Mike Pride: From Lincoln Republicans to Obama Democrats
During a busy week of talks about my new Civil War history, Our War, two people have asked me a timely question: How, they wondered, had the Republicans of Lincoln morphed into the Democrats of Obama?
The movie Lincoln was a powerful reminder of President Lincoln’s drive in the final winter of his life to amend the Constitution to abolish slavery. Opposition to the Thirteenth Amendment came from Democrats.
A century and a half later, President Obama began his second term with a stirring speech before a diverse throng. He called for an inclusive America, pushing immigration reform and specifically endorsing gay rights. His victory in November had sent a message to the opposing party that the public was on his side on these issues. The opposition: Republicans.
So how did the 1860s Republicans become the 2010s Democrats?
My initial thoughts centered on the racial politics of the mid-20th century, but I knew I was out of my depth in trying to give a full answer. So I did what I always do in such situations: I emailed my friend Michael Birkner.
Michael is an American historian at Gettysburg College and a former editorial writer for the Monitor. Here, slightly edited, is what he had to say about the party flip-flop:
This was not a one-step process.
In baldest terms, from the Civil War through the Progressive Era, the Republican Party was the party of government. The Democratic Party was the party of as little government as possible. It retained elements of its Jacksonian roots well into the 1950s.
Recall Democratic President Grover Cleveland’s famous dictum when he turned down a request from southern farmers whose crops were destroyed in a drought during the 1880s. They asked for seed money to replant, and this was his response: No. Specifically, he said in vetoing a farm aid bill, “Though the people support the government, the government does not support the people.”
I’m not making this up. That was Democratic doctrine.
Woodrow Wilson was not the only Democrat who saw the value in a more vigorous exercise of federal authority, but he was the most prominent one to do so till Franklin Roosevelt came along. It was really FDR who turned the Democrats into the party of government. Republican hostility to FDR’s New Deal contributed strongly to the Main Street Republicans’ distaste for the exercise of federal power.

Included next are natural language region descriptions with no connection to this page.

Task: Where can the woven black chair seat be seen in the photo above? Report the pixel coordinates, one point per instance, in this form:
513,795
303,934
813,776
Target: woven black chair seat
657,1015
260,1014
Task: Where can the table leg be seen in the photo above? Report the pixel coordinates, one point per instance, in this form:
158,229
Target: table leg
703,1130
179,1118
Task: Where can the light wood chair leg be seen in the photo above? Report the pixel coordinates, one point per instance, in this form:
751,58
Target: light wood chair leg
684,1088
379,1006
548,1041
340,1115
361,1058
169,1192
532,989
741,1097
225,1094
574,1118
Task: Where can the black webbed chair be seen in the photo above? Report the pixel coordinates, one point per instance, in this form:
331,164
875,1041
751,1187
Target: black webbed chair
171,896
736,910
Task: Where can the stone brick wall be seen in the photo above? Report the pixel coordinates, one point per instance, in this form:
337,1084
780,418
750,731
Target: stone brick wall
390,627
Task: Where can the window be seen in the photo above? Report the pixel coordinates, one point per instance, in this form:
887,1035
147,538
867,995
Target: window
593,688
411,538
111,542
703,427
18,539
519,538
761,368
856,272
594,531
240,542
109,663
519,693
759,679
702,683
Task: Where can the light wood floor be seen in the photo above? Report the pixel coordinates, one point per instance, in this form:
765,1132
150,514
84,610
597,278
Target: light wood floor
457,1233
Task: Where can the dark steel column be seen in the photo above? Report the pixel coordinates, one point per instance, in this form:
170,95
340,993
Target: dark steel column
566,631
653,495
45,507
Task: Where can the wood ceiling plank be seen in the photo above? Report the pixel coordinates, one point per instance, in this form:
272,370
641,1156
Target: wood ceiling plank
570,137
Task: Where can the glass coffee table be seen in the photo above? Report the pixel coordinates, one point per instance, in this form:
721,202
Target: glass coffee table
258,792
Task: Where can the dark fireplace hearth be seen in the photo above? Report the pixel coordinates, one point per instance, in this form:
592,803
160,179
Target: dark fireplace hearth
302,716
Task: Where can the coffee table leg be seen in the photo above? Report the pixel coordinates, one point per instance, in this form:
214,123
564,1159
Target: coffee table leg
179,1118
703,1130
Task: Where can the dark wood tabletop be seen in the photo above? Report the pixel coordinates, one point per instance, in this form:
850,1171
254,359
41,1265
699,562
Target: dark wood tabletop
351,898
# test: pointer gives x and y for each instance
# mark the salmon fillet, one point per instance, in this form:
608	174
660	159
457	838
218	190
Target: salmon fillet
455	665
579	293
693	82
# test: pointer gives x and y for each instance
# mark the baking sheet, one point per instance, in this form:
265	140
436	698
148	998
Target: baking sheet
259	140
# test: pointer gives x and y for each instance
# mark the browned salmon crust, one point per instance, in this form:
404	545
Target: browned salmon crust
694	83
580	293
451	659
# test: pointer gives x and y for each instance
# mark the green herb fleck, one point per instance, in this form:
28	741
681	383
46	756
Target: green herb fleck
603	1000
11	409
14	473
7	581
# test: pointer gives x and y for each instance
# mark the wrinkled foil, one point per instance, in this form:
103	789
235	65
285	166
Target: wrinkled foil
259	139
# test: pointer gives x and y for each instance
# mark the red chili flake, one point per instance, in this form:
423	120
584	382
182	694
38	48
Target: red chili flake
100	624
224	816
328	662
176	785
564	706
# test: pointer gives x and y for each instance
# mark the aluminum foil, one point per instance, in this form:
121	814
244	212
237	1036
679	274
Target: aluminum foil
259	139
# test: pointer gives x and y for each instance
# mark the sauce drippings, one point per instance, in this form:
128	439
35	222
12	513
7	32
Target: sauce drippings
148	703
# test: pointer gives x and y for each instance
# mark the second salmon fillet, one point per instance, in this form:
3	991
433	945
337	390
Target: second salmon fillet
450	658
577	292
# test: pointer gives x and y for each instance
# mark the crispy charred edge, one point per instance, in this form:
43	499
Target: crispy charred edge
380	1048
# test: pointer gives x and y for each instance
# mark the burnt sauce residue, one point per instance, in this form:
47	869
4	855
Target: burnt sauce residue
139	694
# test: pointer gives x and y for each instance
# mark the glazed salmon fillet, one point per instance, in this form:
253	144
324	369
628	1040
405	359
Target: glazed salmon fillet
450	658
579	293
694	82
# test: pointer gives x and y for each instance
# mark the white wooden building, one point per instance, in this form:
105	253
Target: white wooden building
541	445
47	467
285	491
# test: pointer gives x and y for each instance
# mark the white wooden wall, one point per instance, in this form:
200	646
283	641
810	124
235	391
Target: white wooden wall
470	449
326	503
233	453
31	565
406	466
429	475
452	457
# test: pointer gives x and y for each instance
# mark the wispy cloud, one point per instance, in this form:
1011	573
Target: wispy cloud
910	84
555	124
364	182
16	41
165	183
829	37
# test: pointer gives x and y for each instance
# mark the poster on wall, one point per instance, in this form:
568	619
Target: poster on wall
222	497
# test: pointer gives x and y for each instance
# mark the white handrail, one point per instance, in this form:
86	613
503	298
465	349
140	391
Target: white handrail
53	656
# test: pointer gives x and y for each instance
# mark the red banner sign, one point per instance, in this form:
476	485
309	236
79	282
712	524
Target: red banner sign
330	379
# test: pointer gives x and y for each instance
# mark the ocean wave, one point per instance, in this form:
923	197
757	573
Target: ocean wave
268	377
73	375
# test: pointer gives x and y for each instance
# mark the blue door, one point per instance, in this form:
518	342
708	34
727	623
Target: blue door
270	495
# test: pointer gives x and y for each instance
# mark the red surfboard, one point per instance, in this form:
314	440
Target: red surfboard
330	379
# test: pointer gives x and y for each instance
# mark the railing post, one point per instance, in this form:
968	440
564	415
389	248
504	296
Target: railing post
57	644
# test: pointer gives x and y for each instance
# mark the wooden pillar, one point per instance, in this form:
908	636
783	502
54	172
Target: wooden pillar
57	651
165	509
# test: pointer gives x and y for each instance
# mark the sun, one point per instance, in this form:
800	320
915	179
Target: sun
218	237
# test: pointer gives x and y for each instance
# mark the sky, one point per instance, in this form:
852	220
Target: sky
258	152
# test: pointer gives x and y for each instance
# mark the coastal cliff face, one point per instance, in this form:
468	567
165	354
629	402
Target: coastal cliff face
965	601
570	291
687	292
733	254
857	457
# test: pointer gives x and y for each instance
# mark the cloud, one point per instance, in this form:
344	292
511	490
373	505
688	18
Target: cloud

That said, moderate Republicans, most notably Presidents Dwight Eisenhower, Richard Nixon and Gerald Ford, accepted the innovations of the Progressive Era and the New Deal, recognizing that they were popular. Their policies muted the “Keep government off our backs” theme song that you have often heard from the Republican right since the Reagan era.
Nixon talked conservative and made conservative appointments to the Supreme Court as part of his southern strategy, but he governed essentially as a liberal – not because he was a liberal but because he was a pragmatist/opportunist who wanted to get things done.
The second piece of the story connects to race and is more complicated.
It’s an oversimplification to see the 1964 Civil Rights Act as the be-all, end-all of the “flip” of the South to the Republicans. The demise of the white Southern Democrat was a long process.
Yet there is a core truth to President Lyndon Johnson’s lament that in signing that measure he was consigning the Democrats of the South (ultimately) to second-class status.
Historians disagree about how much the shift from Democrat to Republican allegiance in the South depended on race, how much on broader “values” issues and economics. I’d say the race argument still dominates.
In many instances there’s an evangelical overlay these days to Republicanism. But really, when you talk, for example, about “Christian schools” replacing public schools in a good part of the South since 1964, how do you disentangle this development from race?
One under-appreciated story about Republicans and civil rights connects to the Democrats’ slow embrace of the civil rights movement. If you study the civil rights measures of 1957, 1960, 1964 and 1965, you will find that a higher percentage of Republicans voted for them than Democrats. That’s because of nearly complete Democratic dominance at the polls in the South up to that time.
To be sure, there were Republicans like Barry Goldwater who out of principle, not racism, refused to back the Civil Rights Act of 1964, and there were converts to the party like Strom Thurmond who were outright racists. But northern Republicans were consistently supportive of civil rights (e.g., Gerry Ford, Hugh Scott, Leverett Saltonstall, Jacob Javits, Cliff Case, and many more). They just don’t get much if any credit for this in most stories about it.
Bottom line, race cannot be ignored as a factor in these political flip-flops. Democrats in the 1860s were the racists, as seen in Spielberg’s Lincoln; Republicans were the champions of equal rights, up to a point.
I wouldn’t impute racist motives to contemporary politicians because I have no window into their hearts, but it is clear when you look at things like attempted voter suppression in Pennsylvania in 2012 that Republicans are amply aware that black voters are not going to be voting for them. With a rare exception or two, they’re right.